Fariba Adelkhah – Etre prisonnière politique… (2/2)
... n’est ni une idéologie, ni une conviction. La scientifique franco-iranienne relate sa détention dans la tristement célèbre prison d'Evin.
(Fariba Adelkhah) – Ainsi, Bahareh Sisoleimani, une intellectuelle de gauche, avait écrit une plainte contre les royalistes dont l’une des membres s’amusait à lancer le slogan « A bas les trois corrompus : le mollah, le gauchiste, le Moudjahidine ! » (en persan cela rime) à chaque fois qu’elle passait à côté de son lit, quand elle s’y reposait. En fait, cette provocation ne faisait que répondre à un slogan antérieur des gauchistes : « A bas l’oppresseur, qu’il soit Shah ou Guide ! ». Les critiques à l’encontre des autres sensibilités politiques que la sienne sont monnaie courante.

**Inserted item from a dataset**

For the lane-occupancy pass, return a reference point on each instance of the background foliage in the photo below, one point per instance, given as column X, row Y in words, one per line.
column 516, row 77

Les détenues soupçonnent souvent les autres de recevoir de l’argent de l’étranger, par exemple de Rezah Pahlavi, installé aux Etats-Unis, ou du commandement des Moudjahidines du Peuple, établi en France. Les noms de certains mouvements terroristes sont également évoqués, comme celui d’Al-Ahvaziya, soupçonné de venir en aide aux originaires de sa région d’implantation, le Khouzistan.

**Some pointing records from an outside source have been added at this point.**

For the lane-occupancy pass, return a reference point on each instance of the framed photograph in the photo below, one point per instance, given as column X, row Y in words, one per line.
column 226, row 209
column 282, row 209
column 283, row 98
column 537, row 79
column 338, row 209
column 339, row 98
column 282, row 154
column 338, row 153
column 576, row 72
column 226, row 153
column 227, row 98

Finalement détenues, interrogateurs et autorités pénitentiaires partagent la même culture du soupçon ! Un jour, une Moudjahidine du Peuple avec laquelle je travaillais l’exégèse de l’ayatollah Taleghani, que j’aidais en anglais, et dont je partageais souvent la table au déjeuner, me dit, sans doute pas méchamment, tout à fait naturellement, que si les Français m’avaient recrutée parmi tant d’autres agents possibles, c’est qu’ils étaient très intelligents : « Mieux valait une Fariba qu’une Française de souche !». On comprend pourquoi les Iraniens parlent des Moudjahidines du Peuple comme la branche stalinienne de la République islamique. On disait d’une autre prisonnière qu’elle avait travaillé pour les Gardiens de la Révolution avant de clamer aujourd’hui être leur victime. On est cruelles, entre prisonnières.

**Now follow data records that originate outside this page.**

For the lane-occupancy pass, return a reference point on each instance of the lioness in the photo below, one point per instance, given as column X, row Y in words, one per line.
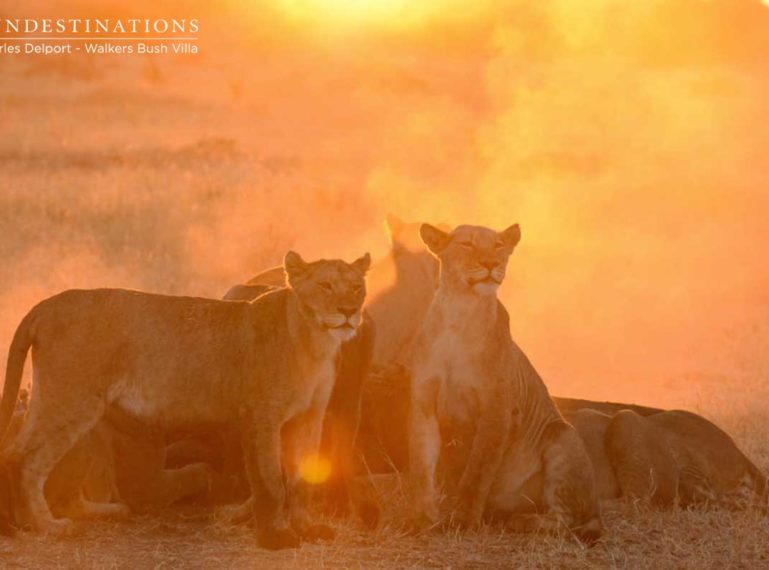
column 472, row 383
column 179, row 361
column 117, row 467
column 666, row 458
column 343, row 412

Etre prisonnière politique n’est ni une idéologie ni une conviction commune. Le seul dénominateur commun, c’est que toutes les détenues (ou presque) sont à Evin contre leur gré et sont accusées d’avoir mis en péril la sécurité du pays. Or, la plupart d’entre elles rappellent qu’elles n’ont fait qu’émettre des critiques ou défendre des revendications sectorielles ou catégorielles, dans le cadre des libertés d’expression et syndicales reconnues par la Constitution. Par ailleurs le sort des détenues bahaï, adeptes des confréries soufies ou converties au christianisme, laisse de marbre les prisonnières politiques dès lors que l’opposition à la République islamique passe chez elles par le rejet de la religion. Pour autant, elles ne formulent ni les mêmes critiques à l’encontre du régime ni ne déploient les mêmes stratégies. Quand l’avocate Nasrine Sotoudeh, toujours soucieuse de venir en aide à ses codétenues injustement privées de liberté, avait fait une grève de la faim pour les soutenir, une grande affiche n’avait pas tardé à être posée sur le mur de la cuisine, afin que nulle ne puisse l’ignorer. Ses lettres de couleur proclamaient : « Nous ne voulons pas de tutelle ! ». Certaines suspectaient Nasrine Sotoudeh de rouler pour elle-même, notamment dans l’espoir d’obtenir un Prix international, et d’utiliser à cette fin la cause des autres prisonnières.
Dans la plupart des cas, on ne choisit pas d’être prisonnière politique. Il ne s’agit même pas d’une conviction. Prisonnière politique, vous le devenez par la volonté du pouvoir ! Les accusées, avant leur détention, vivent dans la société, travaillent, se marient, font des études, voyagent, ont des enfants, portent des vêtements à la mode, se livrent à la contrebande de valise, spéculent, investissent dans l’immobilier, caressent des projets d’émigration… ou mènent des recherches en anthropologie. En soi, défendre une cause politique ou humanitaire, être dans l’opposition, militer n’est pas une condition suffisante à l’exercice de la solidarité. Prisonnière politique, on le devient à Evin, et on n’est pas plus solidaire entre ses murs que dans le reste de la société. Hachemi Rafsandjani, Lotfollah Meysami ou encore Mohammad Reyshahri ont écrit de très belles pages dans leurs mémoires, en montrant notamment comment les geôles du Shah ont été le moule des alignements et des inimitiés politiques post-révolutionnaires. Les victimes de la répression sont d’abord des êtres humains, avec leur stratégie, leurs intérêts, leurs affects.